Originally from The Hairy Bikers, whence this is lifted with my annotations. Very rich and of course totally missing the point about eating on fish on Friday to be penitential. Anyway:

Ingredients

  • ½ lime, juice only [half a Tesco lime produces about 3 microns of fluid. A whole lime. Much better.]
  • 4 firm white fish fillets (not steaks) such as haddock, monkfish or cod
  • 150g/5½oz day-old white bread, crusts removed
  • 250g/9oz cured chorizo, skinned and chopped
  • 2 garlic cloves, finely sliced [as usual they totally underestimate. I used 4. Minimum.]
  • 1 unwaxed lime, zest only
  • 2 tbsp flatleaf parsley
  • 2 tbsp parmesan cheese
  • ½ tsp freshly ground black pepper
  • 50g/2oz butter
  • lime wedges, to serve [put another way, you need at least two limes, one to juice and zest, one to get the wedges from. I forgot this last night and only got one lime, so sacrificed the wedges. Not such a big deal, except that the bread/chorizo crust is very rich and you really need the extra lime juice to cut through it.]

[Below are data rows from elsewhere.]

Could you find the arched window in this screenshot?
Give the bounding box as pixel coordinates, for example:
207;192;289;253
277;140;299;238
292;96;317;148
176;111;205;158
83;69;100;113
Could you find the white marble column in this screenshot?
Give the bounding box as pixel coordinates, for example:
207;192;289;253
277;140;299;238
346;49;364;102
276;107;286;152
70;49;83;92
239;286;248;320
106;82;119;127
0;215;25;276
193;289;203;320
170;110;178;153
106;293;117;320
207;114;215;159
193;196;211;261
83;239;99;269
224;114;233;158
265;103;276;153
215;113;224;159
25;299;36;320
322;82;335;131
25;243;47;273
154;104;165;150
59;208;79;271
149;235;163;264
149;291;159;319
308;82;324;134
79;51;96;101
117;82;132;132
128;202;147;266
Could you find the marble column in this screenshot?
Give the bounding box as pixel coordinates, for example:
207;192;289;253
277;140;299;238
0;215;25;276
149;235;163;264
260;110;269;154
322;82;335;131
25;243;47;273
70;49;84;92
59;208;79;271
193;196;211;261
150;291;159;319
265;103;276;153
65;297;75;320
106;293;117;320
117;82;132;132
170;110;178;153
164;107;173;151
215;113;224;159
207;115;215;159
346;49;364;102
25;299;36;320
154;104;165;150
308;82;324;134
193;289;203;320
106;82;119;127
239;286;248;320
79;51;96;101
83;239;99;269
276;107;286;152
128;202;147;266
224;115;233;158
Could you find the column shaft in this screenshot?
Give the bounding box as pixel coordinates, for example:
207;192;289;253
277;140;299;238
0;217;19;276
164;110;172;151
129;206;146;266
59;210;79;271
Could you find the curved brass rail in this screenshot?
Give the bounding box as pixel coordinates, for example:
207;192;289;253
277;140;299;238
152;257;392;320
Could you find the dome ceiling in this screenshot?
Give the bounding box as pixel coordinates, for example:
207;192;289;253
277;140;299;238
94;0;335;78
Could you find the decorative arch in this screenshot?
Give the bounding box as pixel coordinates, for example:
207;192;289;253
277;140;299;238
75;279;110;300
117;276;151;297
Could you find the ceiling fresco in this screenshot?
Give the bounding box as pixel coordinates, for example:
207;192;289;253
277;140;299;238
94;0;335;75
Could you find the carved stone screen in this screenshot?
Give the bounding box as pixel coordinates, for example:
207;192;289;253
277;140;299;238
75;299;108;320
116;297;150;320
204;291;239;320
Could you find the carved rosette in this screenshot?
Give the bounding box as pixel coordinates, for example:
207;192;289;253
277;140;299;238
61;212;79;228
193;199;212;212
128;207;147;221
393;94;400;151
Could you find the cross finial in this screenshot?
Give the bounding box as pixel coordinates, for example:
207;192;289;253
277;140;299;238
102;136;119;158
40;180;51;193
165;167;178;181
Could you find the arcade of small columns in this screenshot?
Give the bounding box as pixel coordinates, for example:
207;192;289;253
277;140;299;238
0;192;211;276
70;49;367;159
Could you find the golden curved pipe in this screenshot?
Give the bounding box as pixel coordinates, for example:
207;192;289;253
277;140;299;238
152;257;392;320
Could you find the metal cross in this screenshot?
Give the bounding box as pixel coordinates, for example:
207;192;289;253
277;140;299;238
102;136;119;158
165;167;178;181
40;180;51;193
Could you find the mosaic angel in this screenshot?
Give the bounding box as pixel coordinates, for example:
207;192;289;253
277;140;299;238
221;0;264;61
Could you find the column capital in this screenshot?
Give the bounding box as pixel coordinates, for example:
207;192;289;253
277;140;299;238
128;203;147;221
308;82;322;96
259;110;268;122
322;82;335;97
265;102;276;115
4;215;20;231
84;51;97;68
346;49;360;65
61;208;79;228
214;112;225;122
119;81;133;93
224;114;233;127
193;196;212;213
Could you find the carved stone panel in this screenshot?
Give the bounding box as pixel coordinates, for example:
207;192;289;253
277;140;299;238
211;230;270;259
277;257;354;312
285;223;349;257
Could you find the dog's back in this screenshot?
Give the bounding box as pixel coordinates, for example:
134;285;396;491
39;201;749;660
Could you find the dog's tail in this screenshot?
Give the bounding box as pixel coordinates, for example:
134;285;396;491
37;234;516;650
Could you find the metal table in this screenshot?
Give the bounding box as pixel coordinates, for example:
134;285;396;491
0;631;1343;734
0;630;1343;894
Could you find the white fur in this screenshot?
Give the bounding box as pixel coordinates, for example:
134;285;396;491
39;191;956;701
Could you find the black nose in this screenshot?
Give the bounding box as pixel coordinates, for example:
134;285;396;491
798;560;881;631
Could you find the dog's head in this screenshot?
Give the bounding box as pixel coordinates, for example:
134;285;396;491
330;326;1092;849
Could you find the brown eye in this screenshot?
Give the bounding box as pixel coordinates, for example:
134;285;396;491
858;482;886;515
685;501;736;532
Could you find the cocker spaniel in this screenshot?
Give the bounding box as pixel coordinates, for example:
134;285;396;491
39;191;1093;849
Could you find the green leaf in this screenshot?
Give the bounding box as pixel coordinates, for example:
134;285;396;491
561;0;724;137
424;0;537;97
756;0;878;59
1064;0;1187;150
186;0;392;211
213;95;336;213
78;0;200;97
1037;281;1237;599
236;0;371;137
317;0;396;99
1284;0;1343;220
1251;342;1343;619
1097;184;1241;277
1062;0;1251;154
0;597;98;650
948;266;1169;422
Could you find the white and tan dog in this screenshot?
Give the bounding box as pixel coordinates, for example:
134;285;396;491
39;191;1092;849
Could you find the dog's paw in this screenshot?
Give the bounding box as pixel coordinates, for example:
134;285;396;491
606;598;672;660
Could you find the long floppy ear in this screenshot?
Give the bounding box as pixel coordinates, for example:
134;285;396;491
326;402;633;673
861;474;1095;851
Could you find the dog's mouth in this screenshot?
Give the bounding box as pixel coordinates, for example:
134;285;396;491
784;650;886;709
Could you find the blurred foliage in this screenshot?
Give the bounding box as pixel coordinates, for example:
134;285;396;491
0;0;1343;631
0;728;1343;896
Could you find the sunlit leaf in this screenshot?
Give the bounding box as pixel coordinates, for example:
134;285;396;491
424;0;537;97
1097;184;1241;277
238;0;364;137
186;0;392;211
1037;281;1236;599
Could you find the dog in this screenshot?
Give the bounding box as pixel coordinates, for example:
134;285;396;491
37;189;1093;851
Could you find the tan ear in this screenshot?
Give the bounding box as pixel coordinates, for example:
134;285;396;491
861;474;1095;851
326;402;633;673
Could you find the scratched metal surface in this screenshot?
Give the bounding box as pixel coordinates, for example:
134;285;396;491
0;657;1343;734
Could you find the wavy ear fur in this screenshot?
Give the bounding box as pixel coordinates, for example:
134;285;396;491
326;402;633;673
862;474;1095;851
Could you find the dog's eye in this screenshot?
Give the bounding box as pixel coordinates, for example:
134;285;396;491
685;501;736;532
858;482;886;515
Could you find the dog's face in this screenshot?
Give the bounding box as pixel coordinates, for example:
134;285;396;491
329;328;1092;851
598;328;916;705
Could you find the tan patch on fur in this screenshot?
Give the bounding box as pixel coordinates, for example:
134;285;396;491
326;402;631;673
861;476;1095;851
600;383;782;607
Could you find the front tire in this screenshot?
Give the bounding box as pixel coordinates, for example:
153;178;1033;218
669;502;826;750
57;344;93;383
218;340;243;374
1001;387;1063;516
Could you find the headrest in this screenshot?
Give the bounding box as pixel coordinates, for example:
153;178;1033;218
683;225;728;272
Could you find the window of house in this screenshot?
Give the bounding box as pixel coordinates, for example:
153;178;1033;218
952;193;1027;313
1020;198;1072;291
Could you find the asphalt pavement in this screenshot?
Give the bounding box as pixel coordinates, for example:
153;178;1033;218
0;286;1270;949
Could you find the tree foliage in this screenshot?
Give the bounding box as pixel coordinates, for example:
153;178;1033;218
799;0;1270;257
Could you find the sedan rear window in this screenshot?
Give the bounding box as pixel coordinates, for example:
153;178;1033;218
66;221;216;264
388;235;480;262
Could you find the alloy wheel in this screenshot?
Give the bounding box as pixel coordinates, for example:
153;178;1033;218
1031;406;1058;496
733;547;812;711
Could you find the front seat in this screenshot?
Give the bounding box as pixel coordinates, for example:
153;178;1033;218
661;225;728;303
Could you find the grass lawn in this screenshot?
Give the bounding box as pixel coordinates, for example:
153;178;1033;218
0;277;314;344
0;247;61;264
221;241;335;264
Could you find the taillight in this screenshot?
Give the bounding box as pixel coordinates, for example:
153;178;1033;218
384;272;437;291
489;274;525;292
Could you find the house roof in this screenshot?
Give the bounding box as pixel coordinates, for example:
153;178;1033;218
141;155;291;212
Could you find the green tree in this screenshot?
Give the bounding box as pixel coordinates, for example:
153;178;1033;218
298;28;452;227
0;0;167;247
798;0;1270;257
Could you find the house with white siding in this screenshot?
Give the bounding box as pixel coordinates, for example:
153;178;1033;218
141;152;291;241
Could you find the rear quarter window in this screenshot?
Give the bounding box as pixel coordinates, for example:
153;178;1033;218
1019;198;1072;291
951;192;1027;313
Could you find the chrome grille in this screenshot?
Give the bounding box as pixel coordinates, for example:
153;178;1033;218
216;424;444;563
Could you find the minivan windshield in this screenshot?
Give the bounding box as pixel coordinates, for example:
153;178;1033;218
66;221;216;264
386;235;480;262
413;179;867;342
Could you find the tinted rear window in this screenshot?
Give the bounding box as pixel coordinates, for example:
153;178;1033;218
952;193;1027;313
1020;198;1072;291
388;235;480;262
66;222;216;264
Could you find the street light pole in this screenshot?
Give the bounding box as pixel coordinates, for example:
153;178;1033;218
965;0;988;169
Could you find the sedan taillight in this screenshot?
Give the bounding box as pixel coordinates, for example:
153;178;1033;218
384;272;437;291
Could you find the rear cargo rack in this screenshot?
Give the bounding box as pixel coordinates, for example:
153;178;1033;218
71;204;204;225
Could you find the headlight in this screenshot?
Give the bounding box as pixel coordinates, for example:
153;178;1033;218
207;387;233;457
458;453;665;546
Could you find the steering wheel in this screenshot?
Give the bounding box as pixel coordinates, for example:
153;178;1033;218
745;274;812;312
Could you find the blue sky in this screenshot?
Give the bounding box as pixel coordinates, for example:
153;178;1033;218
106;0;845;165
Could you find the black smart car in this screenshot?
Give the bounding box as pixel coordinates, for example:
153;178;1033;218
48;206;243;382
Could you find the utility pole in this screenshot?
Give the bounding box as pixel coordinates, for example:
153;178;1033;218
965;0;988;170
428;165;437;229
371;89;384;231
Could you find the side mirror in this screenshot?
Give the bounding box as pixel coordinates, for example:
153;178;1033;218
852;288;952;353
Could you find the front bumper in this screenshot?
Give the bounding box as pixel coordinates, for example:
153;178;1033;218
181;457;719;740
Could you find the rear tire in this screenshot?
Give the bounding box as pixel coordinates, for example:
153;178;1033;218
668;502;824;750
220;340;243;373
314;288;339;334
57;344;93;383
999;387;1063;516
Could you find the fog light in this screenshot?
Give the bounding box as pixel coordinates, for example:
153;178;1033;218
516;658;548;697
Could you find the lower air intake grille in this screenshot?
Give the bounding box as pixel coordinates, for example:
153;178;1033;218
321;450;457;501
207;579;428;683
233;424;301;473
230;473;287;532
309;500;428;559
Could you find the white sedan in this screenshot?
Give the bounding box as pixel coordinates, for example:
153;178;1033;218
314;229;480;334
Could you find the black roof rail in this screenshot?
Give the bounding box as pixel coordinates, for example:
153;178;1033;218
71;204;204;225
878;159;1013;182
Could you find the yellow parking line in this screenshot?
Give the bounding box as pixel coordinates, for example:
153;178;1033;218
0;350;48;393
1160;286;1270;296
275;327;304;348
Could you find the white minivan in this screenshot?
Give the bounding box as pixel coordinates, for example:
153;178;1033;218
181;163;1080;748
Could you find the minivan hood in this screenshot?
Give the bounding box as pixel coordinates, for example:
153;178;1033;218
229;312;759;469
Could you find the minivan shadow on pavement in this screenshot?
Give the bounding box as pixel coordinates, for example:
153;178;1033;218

  1. Preheat the oven to 180C/350F/gas mark 4.
  2. For the fish, pour the lime juice over the fish fillets. Leave for half an hour while you prepare the crust.
  3. For the crust, cut the bread into chunks and place in a roasting tin. Place the chorizo on top of the bread.
  4. Transfer to the oven and cook for 15 minutes. As the heat increases, the fat from the sausage will run into the bread chunks. Remove from the oven and leave to cool.
  5. Once cool, place the bread and sausage into a blender or food processor and pulse until the mixture resembles fine crumbs [whee! They go round and round! Again!]. Add the garlic, lime zest, parsley, parmesan and freshly ground black pepper. Process again to combine the ingredients.
  6. Place the fish, along with the juices, skin-side down in a roasting tin. Press on a thick layer, about 0.5cm, of the crust.
  7. Cut the butter into small cubes and dot over the crust.
  8. Tightly cover the roasting tin with foil and bake the fish in the preheated oven for 15-20 minutes.
  9. Serve with chips or [barbarians] new potatoes and a rocket salad, and the lime wedges.